Die Diözese Rottenburg-Stuttgart versteht sich ‑ inspiriert durch das Vorbild ihres Diözesanpatrons, des Hl. Martin von Tours ‑ als diakonische Kirche. Daher steht eine Ethik und Spiritualität des Teilens im Zentrum ihrer Pastoral und ihrer Caritas. Dieses Selbstverständnis findet in der Sorge um geflüchtete Menschen einen besonderen Schwerpunkt. Das steht im Einklang mit den Leitsätzen des kirchlichen Engagements für Flüchtlinge, herausgegebenen von der Deutschen Bischofskonferenz. Dort heißt es:

„Die Fürsorge für Flüchtlinge und Migranten gehört zum Selbstverständnis der Kirche. Unsere christliche Identität tritt gerade dann besonders deutlich zutage, wenn jede Person, die in unserem Land Zuflucht sucht, menschenwürdig behandelt wird.“[1]

Der Papst bekräftigt das in seiner Botschaft zum Welttag des Migranten und Flüchtlings 2018:

„Der Herr vertraut der mütterlichen Liebe der Kirche jeden Menschen an, der gezwungen ist, die eigene Heimat auf der Suche nach einer besseren Zukunft zu verlassen. Diese Fürsorge muss konkreten Ausdruck in jedem Abschnitt der Erfahrung der Flüchtlinge finden: von der Abfahrt bis zur Reise, von der Ankunft bis zur Rückkehr. Es ist eine große Verantwortung, die die Kirche mit allen Glaubenden und Menschen guten Willens teilen möchte, die gerufen sind, auf die zahlreichen durch die gegenwärtigen Flüchtlingsbewegungen hervorgerufenen Herausforderungen mit Großzügigkeit, Engagement, Klugheit und Weitblick zu antworten, jeder freilich gemäß den eigenen Möglichkeiten.“[2]

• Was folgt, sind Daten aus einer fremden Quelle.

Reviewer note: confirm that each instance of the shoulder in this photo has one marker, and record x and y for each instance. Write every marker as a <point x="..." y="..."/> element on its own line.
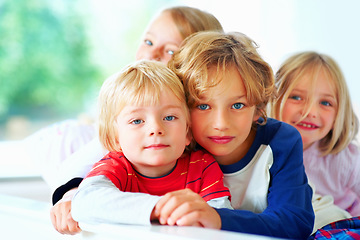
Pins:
<point x="200" y="160"/>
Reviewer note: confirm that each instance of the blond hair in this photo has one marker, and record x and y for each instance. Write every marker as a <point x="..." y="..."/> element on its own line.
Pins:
<point x="310" y="64"/>
<point x="204" y="50"/>
<point x="139" y="83"/>
<point x="189" y="20"/>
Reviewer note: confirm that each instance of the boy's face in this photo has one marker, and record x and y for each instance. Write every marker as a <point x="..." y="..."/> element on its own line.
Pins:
<point x="154" y="137"/>
<point x="222" y="121"/>
<point x="320" y="120"/>
<point x="161" y="40"/>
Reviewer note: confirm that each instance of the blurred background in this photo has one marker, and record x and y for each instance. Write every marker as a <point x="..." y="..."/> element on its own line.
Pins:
<point x="55" y="54"/>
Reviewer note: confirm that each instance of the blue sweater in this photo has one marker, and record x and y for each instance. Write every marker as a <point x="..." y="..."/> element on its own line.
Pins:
<point x="275" y="198"/>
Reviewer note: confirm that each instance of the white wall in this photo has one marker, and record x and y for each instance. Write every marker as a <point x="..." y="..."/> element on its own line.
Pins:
<point x="283" y="27"/>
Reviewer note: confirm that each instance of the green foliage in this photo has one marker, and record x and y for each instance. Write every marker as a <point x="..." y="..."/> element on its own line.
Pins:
<point x="44" y="58"/>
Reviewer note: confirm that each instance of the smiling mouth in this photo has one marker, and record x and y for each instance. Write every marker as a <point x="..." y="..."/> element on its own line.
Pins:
<point x="221" y="140"/>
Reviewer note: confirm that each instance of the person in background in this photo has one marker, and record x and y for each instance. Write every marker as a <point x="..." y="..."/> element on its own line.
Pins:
<point x="145" y="124"/>
<point x="161" y="39"/>
<point x="313" y="97"/>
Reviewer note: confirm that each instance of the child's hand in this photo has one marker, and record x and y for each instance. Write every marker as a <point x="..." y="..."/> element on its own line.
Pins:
<point x="186" y="208"/>
<point x="61" y="218"/>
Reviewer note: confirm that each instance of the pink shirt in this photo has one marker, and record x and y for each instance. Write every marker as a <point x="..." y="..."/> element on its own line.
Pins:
<point x="337" y="175"/>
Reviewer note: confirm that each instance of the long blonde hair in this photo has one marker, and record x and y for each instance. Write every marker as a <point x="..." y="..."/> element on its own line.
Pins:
<point x="310" y="64"/>
<point x="139" y="83"/>
<point x="203" y="50"/>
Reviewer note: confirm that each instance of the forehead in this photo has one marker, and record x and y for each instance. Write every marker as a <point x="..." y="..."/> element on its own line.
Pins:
<point x="164" y="28"/>
<point x="319" y="81"/>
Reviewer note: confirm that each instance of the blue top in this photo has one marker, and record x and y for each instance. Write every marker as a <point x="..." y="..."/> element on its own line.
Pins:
<point x="269" y="187"/>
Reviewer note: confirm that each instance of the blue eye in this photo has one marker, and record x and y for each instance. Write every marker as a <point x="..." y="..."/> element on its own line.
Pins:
<point x="137" y="121"/>
<point x="169" y="118"/>
<point x="203" y="107"/>
<point x="148" y="42"/>
<point x="237" y="106"/>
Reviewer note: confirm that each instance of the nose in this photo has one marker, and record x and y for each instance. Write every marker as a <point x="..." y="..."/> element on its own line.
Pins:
<point x="220" y="120"/>
<point x="156" y="128"/>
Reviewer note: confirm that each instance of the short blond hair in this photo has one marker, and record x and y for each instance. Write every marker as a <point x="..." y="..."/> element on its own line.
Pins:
<point x="204" y="50"/>
<point x="189" y="20"/>
<point x="139" y="83"/>
<point x="310" y="64"/>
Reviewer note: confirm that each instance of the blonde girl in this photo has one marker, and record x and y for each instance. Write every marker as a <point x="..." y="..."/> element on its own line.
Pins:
<point x="313" y="97"/>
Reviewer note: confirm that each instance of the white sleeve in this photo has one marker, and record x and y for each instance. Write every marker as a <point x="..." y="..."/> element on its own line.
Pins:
<point x="98" y="200"/>
<point x="80" y="163"/>
<point x="222" y="202"/>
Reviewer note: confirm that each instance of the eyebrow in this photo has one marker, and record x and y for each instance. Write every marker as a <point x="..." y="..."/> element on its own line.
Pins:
<point x="168" y="42"/>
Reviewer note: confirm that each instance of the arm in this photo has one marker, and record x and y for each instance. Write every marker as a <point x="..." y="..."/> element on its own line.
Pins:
<point x="289" y="212"/>
<point x="99" y="200"/>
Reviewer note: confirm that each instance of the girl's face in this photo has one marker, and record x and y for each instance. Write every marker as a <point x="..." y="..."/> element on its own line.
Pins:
<point x="161" y="40"/>
<point x="222" y="120"/>
<point x="320" y="120"/>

Eine Ethik und Spiritualität des Teilens konkretisiert sich darin, „dass mit Frauen und Männern, Kindern und Greisen, die aus ihrer angestammten Heimat fliehen mussten, Wohnraum und Zeit, materielle Güter und unterschiedlichste Fähigkeiten, Leben und Glauben geteilt werden.“[3] Das Teilen wird dabei unabhängig von der Herkunft, der Religion, des Geschlechts oder des Alters der geflüchteten Menschen praktiziert.

Das langfristige Ziel jeglichen Engagements der Diözese Rottenburg-Stuttgart in der Flüchtlingshilfe ist eine von Menschenwürde, wechselseitigem Respekt und gegenseitiger Wertschätzung getragene Integration der Geflüchteten in die verschiedenen Bereiche von Gesellschaft und Kirche. Die Diözese Rottenburg-Stuttgart versteht Integration als einen vielschichten und vor allem wechselseitigen Prozess, der Zuwanderer und Aufnahmegesellschaft gleichermaßen herausfordert. Die Diözese Rottenburg-Stuttgart sieht sich dabei geleitet von dem Gedanken, dass jeder Mensch ein Recht auf Teilhabe in der Gesellschaft hat und zugleich die Verantwortung an der gelingenden Gestaltung mitzuwirken. Die Diözese Rottenburg-Stuttgart versteht daher die Ermöglichung von Teilhabe (in all ihrer Komplexität) als leitende Vision ihres Engagements.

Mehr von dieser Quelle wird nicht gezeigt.